Sliding on a dark pair of sunglasses, Natalie wiped her cheeks one last time and nodded. “How about a hike, and then a movie at your place instead? I’ve had enough to drink lately.”
“Deal.” Sam rose and offered her hand to Natalie. As they drove, her mind churned over and over this news. True, Natalie’s first romantic affair with a woman wasn’t with her, but what did it matter: Natalie liked women. Had fallen for one. Had sl
ept with one.
She shook off the mental image.
If she’d dated one woman, she’d surely date another. Finally, after a year and a half of longing that haunted their otherwise beautiful friendship, Sam believed they had a chance at a real relationship.
They drove, picked up ice cream, and then hiked around Sleeping Giant Park, just outside New Haven, for the last couple hours of sunlight.
As they sat on the bank by a little stream, Natalie filled Sam in on the details of her failed relationship. “One night, at the end of Stop Kiss rehearsal, one of the actresses, Piper, kissed me. She was fun, and we made out for a while. It never really went anywhere. But I discovered I liked kissing girls.” She looked at Sam, who looked away, afraid of what her eyes might show.
Instead, she watched the ripples of the water as it encountered branches and rocks along its way and pretended for the briefest of moments that she was Piper, that she had it in her to just walk up and kiss Natalie.

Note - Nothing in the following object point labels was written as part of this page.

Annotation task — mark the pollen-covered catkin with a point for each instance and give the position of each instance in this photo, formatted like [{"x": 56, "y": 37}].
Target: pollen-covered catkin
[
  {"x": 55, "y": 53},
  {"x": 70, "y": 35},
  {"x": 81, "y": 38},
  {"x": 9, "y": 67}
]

Natalie continued. “I had always thought Vivian was gorgeous. She’s a senior in the Politics department. One night this fall, we ran into each other on our way to a frat party. It started raining, and we passed the frat house and just kept walking. We were soaked and it was late and somehow, we were kissing. She invited me to her room, which was mind-blowing. But she threw me out before daybreak. She didn’t say, but I’m sure she was worried about what people might think. Still, she kept inviting me over, and somewhere in there, I fell for her. Hard.” She rose and walked onto a log fallen over the stream, pacing back and forth on the slippery wood. “God, Sam, the things that woman does to me. She’s smart and sophisticated in an Upper East Side kind of way. She takes me to art galleries and jazz clubs in New York and out to fancy restaurants. She makes me feel…so much. Alive and happy and miserable and horny. God, I’m turned on every minute I spend with her. I feel kind of like a puppy. Well, felt. Now I just feel like a whipping post. She’s got someone else to wine and dine now—some other leggy blonde with square glasses. Clearly, she’s got a type.”